Cento teste sanguigne, scarmigliate, da energumeni, si cacciarono tra le stanghe della macchina, avanti e dietro. Era un groviglio di nerborute braccia nude, paonazze, tra camice strappate, facce grondanti sudore a rivi, tra mugolìi e aneliti angosciosi, spalle schiacciate sotto la stanga ferrata, mani nodose, ferocemente aggrappate al legno. E ciascuno di quei furibondi, sotto l’immane carico, invaso dalla pazzia di soffrire quanto più gli fosse possibile per amore dei Santi, tirava a sé la bara, e così le forze si escludevano, e i Santi andavano com’ebbri tra la folla che spingeva urlando selvaggiamente.
A ogni breve tappa, dopo una corsa, dai balconi, dalle finestre gremite, alcune femmine buttavano per divozione sul fèrcolo e su la folla, da canestri, da ceste, fette di pan nero, spugnoso. E, sotto, la folla s’azzuffava per ghermirle. Nel frattempo, i portatori imbottavano fiaschi di vino e s’ubriacavano, sebbene quasi tutto il vino tracannato, di lì a poco, se n’andasse in sudore.
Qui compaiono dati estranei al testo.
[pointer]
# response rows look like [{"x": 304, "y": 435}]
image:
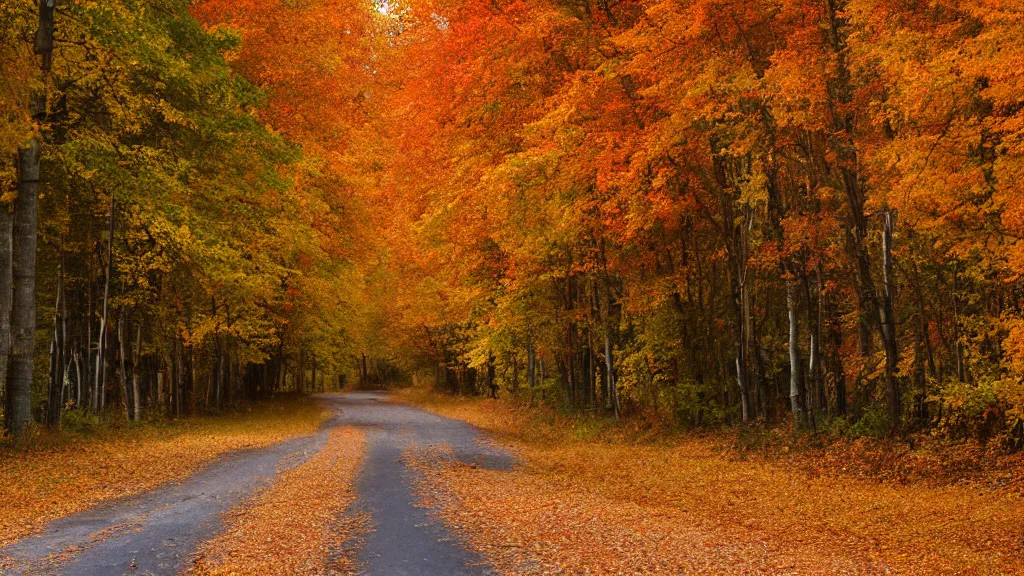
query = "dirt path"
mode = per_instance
[
  {"x": 157, "y": 533},
  {"x": 406, "y": 539}
]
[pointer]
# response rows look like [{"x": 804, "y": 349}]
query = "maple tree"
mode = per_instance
[{"x": 705, "y": 211}]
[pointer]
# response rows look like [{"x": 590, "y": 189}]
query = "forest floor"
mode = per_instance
[
  {"x": 54, "y": 475},
  {"x": 591, "y": 497}
]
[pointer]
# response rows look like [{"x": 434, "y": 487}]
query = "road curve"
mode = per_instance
[{"x": 157, "y": 532}]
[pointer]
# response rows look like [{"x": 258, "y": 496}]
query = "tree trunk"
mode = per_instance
[
  {"x": 6, "y": 219},
  {"x": 23, "y": 318},
  {"x": 795, "y": 396},
  {"x": 136, "y": 355},
  {"x": 123, "y": 367},
  {"x": 101, "y": 356},
  {"x": 888, "y": 321}
]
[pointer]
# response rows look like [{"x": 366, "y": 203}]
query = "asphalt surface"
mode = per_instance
[{"x": 156, "y": 533}]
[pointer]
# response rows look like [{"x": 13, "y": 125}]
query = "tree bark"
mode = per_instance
[
  {"x": 6, "y": 220},
  {"x": 135, "y": 357},
  {"x": 795, "y": 396},
  {"x": 101, "y": 355},
  {"x": 23, "y": 317}
]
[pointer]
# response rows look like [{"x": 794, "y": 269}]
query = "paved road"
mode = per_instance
[{"x": 157, "y": 532}]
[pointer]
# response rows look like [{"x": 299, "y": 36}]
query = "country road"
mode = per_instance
[{"x": 157, "y": 533}]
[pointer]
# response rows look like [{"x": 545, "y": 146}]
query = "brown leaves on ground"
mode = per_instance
[
  {"x": 65, "y": 475},
  {"x": 298, "y": 525},
  {"x": 626, "y": 507}
]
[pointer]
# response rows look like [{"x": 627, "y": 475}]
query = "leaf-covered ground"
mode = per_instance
[
  {"x": 298, "y": 525},
  {"x": 60, "y": 475},
  {"x": 581, "y": 505}
]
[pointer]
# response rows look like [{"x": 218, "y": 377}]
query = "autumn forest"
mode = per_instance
[{"x": 672, "y": 216}]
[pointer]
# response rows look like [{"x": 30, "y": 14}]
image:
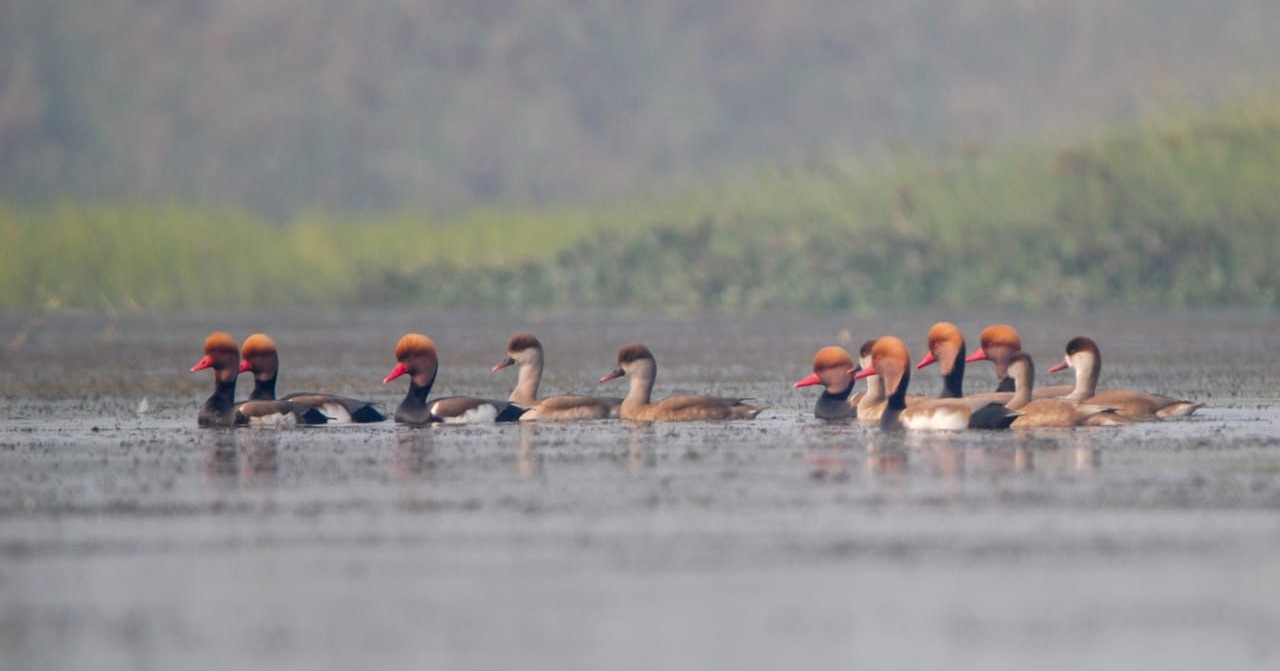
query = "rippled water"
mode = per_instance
[{"x": 136, "y": 541}]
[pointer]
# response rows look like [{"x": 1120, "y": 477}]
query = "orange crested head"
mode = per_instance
[
  {"x": 830, "y": 357},
  {"x": 257, "y": 343},
  {"x": 891, "y": 348},
  {"x": 219, "y": 342},
  {"x": 414, "y": 343},
  {"x": 1001, "y": 334}
]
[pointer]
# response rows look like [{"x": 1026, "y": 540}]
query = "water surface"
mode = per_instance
[{"x": 136, "y": 541}]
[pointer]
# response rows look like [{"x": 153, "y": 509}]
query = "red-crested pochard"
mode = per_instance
[
  {"x": 260, "y": 357},
  {"x": 947, "y": 348},
  {"x": 1052, "y": 411},
  {"x": 222, "y": 355},
  {"x": 1083, "y": 355},
  {"x": 638, "y": 363},
  {"x": 526, "y": 351},
  {"x": 1000, "y": 342},
  {"x": 831, "y": 368},
  {"x": 891, "y": 360},
  {"x": 415, "y": 356}
]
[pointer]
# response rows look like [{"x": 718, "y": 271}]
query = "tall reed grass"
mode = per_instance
[{"x": 1176, "y": 213}]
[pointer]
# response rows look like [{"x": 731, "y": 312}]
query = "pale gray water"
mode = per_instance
[{"x": 140, "y": 542}]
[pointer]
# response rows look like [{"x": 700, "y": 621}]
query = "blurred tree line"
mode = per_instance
[{"x": 283, "y": 105}]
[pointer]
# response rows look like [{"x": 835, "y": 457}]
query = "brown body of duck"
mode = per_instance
[
  {"x": 1000, "y": 342},
  {"x": 831, "y": 369},
  {"x": 891, "y": 360},
  {"x": 1052, "y": 412},
  {"x": 1084, "y": 356},
  {"x": 260, "y": 357},
  {"x": 526, "y": 351},
  {"x": 638, "y": 363},
  {"x": 416, "y": 357},
  {"x": 222, "y": 355}
]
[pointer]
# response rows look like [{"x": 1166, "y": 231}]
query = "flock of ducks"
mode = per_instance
[{"x": 885, "y": 364}]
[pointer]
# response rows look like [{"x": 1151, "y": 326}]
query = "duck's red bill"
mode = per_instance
[
  {"x": 396, "y": 373},
  {"x": 808, "y": 382}
]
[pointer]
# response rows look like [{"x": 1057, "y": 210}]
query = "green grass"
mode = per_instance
[{"x": 1176, "y": 213}]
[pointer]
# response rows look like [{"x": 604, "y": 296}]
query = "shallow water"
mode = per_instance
[{"x": 137, "y": 541}]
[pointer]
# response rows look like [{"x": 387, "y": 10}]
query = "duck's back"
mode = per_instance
[
  {"x": 567, "y": 407},
  {"x": 693, "y": 409}
]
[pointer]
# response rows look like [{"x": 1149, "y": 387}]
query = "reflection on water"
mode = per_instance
[
  {"x": 641, "y": 451},
  {"x": 529, "y": 461},
  {"x": 946, "y": 456},
  {"x": 222, "y": 455},
  {"x": 260, "y": 456},
  {"x": 241, "y": 456},
  {"x": 414, "y": 453}
]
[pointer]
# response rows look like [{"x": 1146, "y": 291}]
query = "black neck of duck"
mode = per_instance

A quando a quando il fèrcolo diventava d’una leggerezza portentosa: procedeva allora con slancio irresistibile, salterellando tra l’allegro schiamazzo della folla. Tal’altra, al contrario, diventava d’una pesantezza insopportabile: i Santi non volevano andare avanti, rinculavano improvvisamente: accadevano allora disgrazie; qualcuno tra la folla rimaneva pesto. Un momento di pànico; poi tutti, per rifarsi animo, gridavano: – Viva San Cosimo e Damiano! – dimenticavano e procedevano oltre. Ma più volte, giunti allo stesso punto di prima, ecco di nuovo il fèrcolo arrestarsi improvvisamente; tutti gli occhi allora si volgevano alle finestre, e la folla, minacciando, imprecando, costringeva coloro che vi erano affacciati a ritirarsi, poiché era segno che fra essi doveva esserci qualcuno che o non aveva adempiuto alla promessa o aveva fatto parlar male di sé e non era degno perciò di guardare i Santi.
Così il popolo in quel giorno si rendeva censore.
Stavano a un balcone, affacciate, Marta e Anna Veronica, tra la signora Agata e Maria. Antonio Pentàgora già da un pezzo aveva dato il segno ai portatori. Dapprima, le quattro povere donne non compresero la mossa dei Santi: li videro rinculare, ma non credettero che quella manovra si facesse per loro. Quando il fèrcolo pervenne di nuovo sotto il balcone e s’arrestò, tutta la folla levò gli occhi e le braccia contro di loro gridando, imprecando, esasperata per la sciagura d’un povero ragazzo tratto allora da terra, fracassato e sanguinante. Subito Marta e Anna Veronica si ritrassero dal balcone, seguite da Maria che piangeva; la signora Agata pallidissima, tutta vibrante di sdegno, chiuse così di furia le imposte, che un vetro andò in frantumi. Parve quest’atto un insulto alla folla fanatica: gli urli, gl’improperii salirono al cielo. E a quella tempesta imperversante sotto la loro casa tremavano le quattro povere donne a verga a verga, tenendosi strette l’una all’altra, rincantucciate; e nell’attesa angosciosa udirono contro la ringhiera di ferro del balcone battere una, due, tre volte, poderosamente, la testa d’uno dei Santi.
A ogni testata tremava la casa.
Poi la furia a poco a poco si quietò; successe nella strada un gran silenzio.
– Vili! vili! – diceva Marta a denti stretti, pallida, fremente. Anna Veronica piangeva con la faccia nascosta tra le mani. Maria s’appressò paurosamente al balcone e, attraverso il vetro, vide una bacchetta della ringhiera torta dalle ferree testate.